D’après Ben Salem (2009), les mères sont les principales responsables de l’éducation des enfants et cela même quand elles travaillent et assument des responsabilités

professionnelles. Toutes les enquêtes qui ont été menées sur le sujet montrent que ce sont bien les mères qui s’occupent de l’enfant quand il est malade et l’accompagnent chez le médecin, ce sont aussi les mères qui assurent le suivi scolaire à la maison et vont voir les professeurs à l’école. Cette tendance est également vraie en France, même si bon nombre de pères s’investissent dans ces différentes activités. N’oublions pas qu’en France (en encore plus dans les pays du Nord de l’Europe), certains pères élèvent seuls leurs enfants.

2.3.3. Education parentale et représentation de l’enfant en Tunisie

Au même titre que pour les familles occidentales, la famille tunisienne joue un rôle déterminant dans la socialisation de l’enfant. Par conséquent, les caractéristiques de la famille influencent fortement l’éducation des enfants. Dans l’histoire de la famille tunisienne, nous pouvions remarquer qu’une des caractéristiques majeures était une socialisation fortement différenciée selon le genre et des valeurs familiales à forte connotation religieuse (Ben Salem, 2009). En somme, « la socialisation était conçue comme l’influence contraignante des adultes

sur les plus jeunes » selon les termes d’Emile Durkheim (cité par Ben Salem, 2009, 219).

Aujourd’hui, la famille est toujours le principal lieu de socialisation de l’enfant mais un changement majeur s’est produit du fait de la place donnée à l’école dans la conception de l’éducation familiale. En effet, celle-ci est de plus en plus importante dans la société tunisienne. « Le niveau d’instruction, la trajectoire scolaire et professionnelle, sportive,

politique ou culturelle sont autant de référents identitaires chez les Tunisiens. » (Ben Salem,

2009, 220). Enfin, une des conséquences de ce changement de conception éducative est la différenciation de moins en moins prononcée entre les filles et les garçons.
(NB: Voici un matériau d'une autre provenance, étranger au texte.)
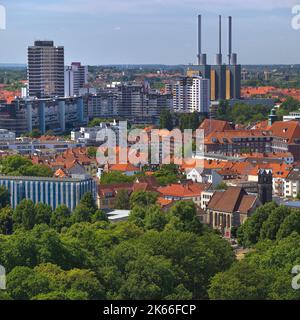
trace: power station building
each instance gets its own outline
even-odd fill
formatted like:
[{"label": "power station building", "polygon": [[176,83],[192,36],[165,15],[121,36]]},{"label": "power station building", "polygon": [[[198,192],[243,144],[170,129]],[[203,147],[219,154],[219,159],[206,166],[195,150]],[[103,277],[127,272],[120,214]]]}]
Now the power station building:
[{"label": "power station building", "polygon": [[207,55],[202,52],[202,17],[198,16],[198,65],[189,66],[187,76],[200,75],[210,80],[210,100],[231,100],[241,97],[241,65],[237,54],[232,53],[232,17],[228,18],[228,64],[223,64],[222,17],[219,16],[219,52],[215,64],[207,64]]}]

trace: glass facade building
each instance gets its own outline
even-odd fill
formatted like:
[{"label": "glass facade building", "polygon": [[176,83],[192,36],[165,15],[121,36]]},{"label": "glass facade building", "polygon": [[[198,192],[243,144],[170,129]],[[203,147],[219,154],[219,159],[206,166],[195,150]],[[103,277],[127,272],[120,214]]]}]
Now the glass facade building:
[{"label": "glass facade building", "polygon": [[96,199],[95,181],[84,176],[72,179],[0,176],[0,185],[10,192],[13,208],[23,199],[30,199],[53,209],[64,204],[72,211],[86,192]]}]

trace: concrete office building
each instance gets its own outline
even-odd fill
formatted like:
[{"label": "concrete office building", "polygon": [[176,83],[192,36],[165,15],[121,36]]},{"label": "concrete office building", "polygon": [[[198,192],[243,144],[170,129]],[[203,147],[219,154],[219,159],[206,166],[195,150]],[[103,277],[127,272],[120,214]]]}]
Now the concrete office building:
[{"label": "concrete office building", "polygon": [[64,47],[55,47],[53,41],[35,41],[28,48],[29,96],[63,97]]},{"label": "concrete office building", "polygon": [[38,129],[64,132],[74,126],[86,124],[82,97],[56,99],[16,99],[0,105],[0,128],[17,135]]},{"label": "concrete office building", "polygon": [[78,96],[88,82],[88,66],[73,62],[65,68],[65,97]]},{"label": "concrete office building", "polygon": [[30,199],[53,209],[64,204],[74,210],[86,192],[91,192],[96,199],[96,183],[89,176],[71,179],[0,176],[0,185],[9,191],[12,208],[23,199]]},{"label": "concrete office building", "polygon": [[137,83],[123,83],[84,97],[90,119],[127,119],[134,123],[157,123],[161,110],[172,108],[171,94],[161,94]]}]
D’après Ariès (1960), quand le nombre d’enfants diminue, l’investissement affectif augmente et l’enfant occupe une place plus centrale dans la famille. Cependant, dans la famille tunisienne nucléaire, la taille de la famille est réduite mais l’enfant est souvent livré à lui- même. Ce n’est que dans la mesure où il a des frères et sœurs qu’il aura la possibilité de communiquer et de jouer. Selon Ben Salem (2009), la mère s’occupe de son enfant avec amour et tendresse mais communique peu avec lui. Toujours selon le même auteur, l’enfant, dès son plus jeune âge, passe une grande partie de son temps devant la télévision, sans que ses parents n’exercent un contrôle sur les programmes visionnés. C’est dans ce sens que l’on peut parler de l’entrée à l’école comme lieu important de socialisation. Cette étape est d’autant plus importante qu’elle va bientôt bouleverser les habitudes de la famille : un nouveau rapport au temps se met en place : les temps de repas et de sommeil sont plus structurés.

Najar et Kerrou (2007), estiment quant à eux que le mode relationnel de l’enfant a évolué : ses relations avec ses camarades d’école lui permettent de faire des comparaisons, il fait également l’expérience de la compétition, de la réussite et de l’échec. C’est généralement à ce moment qu’il est sollicité par ses parents pour participer davantage à la vie familiale et interrogé sur ses activités à l’école. On accorde davantage attention à ce qu’il dit et un dialogue plus structuré se met en place entre l’enfant et ses parents.